E&T: Circulatory System COPY Flashcards
What do arteries transport?
Oxygenated blood from the heart to the rest of the body.
Apart from pulmonary artery which takes deoxygenated blood to lungs.
What are 3 characteristics of arteries?
- Thick, muscuar walls
- Elastic tissue to stretch + recoil as the heart beats
- Folded endothelium = allows stretch
Why is it useful that the walls of arteries can stretch and recoil?
To help them maintain the high blood pressure.
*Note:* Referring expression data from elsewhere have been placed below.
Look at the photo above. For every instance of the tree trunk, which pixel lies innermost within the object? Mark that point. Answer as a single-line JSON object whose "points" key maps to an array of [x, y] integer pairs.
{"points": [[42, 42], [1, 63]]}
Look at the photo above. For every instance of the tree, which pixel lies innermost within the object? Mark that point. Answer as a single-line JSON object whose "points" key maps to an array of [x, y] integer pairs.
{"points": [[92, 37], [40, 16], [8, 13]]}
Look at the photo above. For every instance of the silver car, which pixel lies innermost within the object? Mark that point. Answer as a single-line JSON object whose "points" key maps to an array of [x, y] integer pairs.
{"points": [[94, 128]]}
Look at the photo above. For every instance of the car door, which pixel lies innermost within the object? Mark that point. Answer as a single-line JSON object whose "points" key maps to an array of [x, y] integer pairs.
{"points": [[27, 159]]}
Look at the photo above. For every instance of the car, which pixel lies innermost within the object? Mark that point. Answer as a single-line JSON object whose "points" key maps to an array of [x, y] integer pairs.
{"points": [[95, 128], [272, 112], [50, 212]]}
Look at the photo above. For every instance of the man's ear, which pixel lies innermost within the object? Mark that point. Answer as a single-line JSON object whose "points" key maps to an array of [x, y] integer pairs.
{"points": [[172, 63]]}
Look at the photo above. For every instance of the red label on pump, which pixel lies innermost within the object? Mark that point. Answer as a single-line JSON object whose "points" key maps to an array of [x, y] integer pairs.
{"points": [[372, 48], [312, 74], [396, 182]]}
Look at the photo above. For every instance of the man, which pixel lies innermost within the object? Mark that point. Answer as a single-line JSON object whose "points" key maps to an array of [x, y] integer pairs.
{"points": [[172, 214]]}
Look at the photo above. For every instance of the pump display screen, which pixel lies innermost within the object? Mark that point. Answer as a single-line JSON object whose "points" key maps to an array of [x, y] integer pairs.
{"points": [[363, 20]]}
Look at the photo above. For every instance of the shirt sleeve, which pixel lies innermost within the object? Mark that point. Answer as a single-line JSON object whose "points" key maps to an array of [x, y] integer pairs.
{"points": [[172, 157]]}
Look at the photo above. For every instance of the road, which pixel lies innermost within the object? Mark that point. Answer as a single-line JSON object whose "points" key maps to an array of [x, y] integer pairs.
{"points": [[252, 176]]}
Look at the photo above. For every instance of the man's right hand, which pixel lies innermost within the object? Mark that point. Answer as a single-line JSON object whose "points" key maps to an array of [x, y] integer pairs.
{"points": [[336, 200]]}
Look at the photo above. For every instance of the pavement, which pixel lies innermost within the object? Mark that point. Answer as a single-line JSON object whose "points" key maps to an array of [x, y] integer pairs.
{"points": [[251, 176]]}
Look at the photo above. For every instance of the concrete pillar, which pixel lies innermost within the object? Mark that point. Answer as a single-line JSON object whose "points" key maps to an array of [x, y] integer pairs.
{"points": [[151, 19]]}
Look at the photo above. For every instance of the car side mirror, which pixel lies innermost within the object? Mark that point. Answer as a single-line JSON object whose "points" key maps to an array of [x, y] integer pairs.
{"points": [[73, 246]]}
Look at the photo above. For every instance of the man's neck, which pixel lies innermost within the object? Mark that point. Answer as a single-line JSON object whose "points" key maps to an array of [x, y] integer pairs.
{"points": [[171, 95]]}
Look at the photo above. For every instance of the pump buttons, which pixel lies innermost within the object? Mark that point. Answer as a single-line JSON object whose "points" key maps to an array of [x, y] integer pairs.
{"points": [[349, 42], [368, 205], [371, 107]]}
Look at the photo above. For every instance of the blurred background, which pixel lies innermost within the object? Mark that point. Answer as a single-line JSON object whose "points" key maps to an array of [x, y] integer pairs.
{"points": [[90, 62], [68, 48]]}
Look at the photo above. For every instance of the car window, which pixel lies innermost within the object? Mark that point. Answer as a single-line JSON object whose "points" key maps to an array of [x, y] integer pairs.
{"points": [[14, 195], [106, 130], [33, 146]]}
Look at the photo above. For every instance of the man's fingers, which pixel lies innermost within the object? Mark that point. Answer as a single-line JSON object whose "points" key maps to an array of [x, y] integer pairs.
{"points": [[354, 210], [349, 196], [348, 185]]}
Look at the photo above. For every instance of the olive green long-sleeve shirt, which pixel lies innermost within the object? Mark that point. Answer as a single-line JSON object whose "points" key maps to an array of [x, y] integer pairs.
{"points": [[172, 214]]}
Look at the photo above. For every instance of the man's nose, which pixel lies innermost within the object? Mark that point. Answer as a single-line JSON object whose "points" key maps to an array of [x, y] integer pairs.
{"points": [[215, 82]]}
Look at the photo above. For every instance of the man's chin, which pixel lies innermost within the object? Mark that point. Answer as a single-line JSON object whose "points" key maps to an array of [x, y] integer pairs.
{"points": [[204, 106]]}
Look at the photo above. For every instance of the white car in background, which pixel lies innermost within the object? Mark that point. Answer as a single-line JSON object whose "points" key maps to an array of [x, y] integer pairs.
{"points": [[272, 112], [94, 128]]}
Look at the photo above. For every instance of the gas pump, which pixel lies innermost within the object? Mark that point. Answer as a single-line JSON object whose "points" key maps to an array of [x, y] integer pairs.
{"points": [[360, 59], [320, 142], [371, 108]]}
What do arteries divide into?
Arterioles
What is the role of arterioles?
Direct blood to different areas of deman in the body by muscles inside arterioles.
What do veins transport?
Deoxygenated blood back to the heart under low pressure.
Apart from the pulmonary veins which carry oxygenated blood from the heart to the lungs.
What are 2 characteristics of veins?
- Wider lumen
- Very little elastic/muscle tissue
Blood flow through the veins is helped by what?
Contraction of surrounding body muscles.
What do arterioles branch into?
Capillaries
How are capillaries adapted for efficient diffusion?
- Found very near cells in exchange tissues = short diffusion pathway
- Only one cell thick = short diffusion pathway
- Large number = increased surface area
What is tissue fluid made from?
Small molecules that leave the blood plasma, eg. oxygen, water and nutrients.
Why doesn’t tissue fluid contain red blood cells or big proteins?
Too large to push out of capillary walls.
What do cells take from tissue fluid?
What do they release into it?
Take = oxygen + nutrients
Release = metabolic waste
How do substances move out of capillaries by pressure filtration?
- Arteriol end = hydrostatic pressure inside capillaries is greater than tissue fluid.
- Overall outward pressure forces fluid out of capillaries, forming tissue fluid.
- Fluid leaving reduces hydrostatic pressure in capillaries at venule end.
- Fluid loss + increases conc. of plasma proteins lowers water potential at venule end of capillary.
- Water re-enters from the tissue fluid at venule end by osmosis.
What happens to excess tissue fluid?
Drained into lymphatic system, which transports excess from tissues and puts back into circulatory system.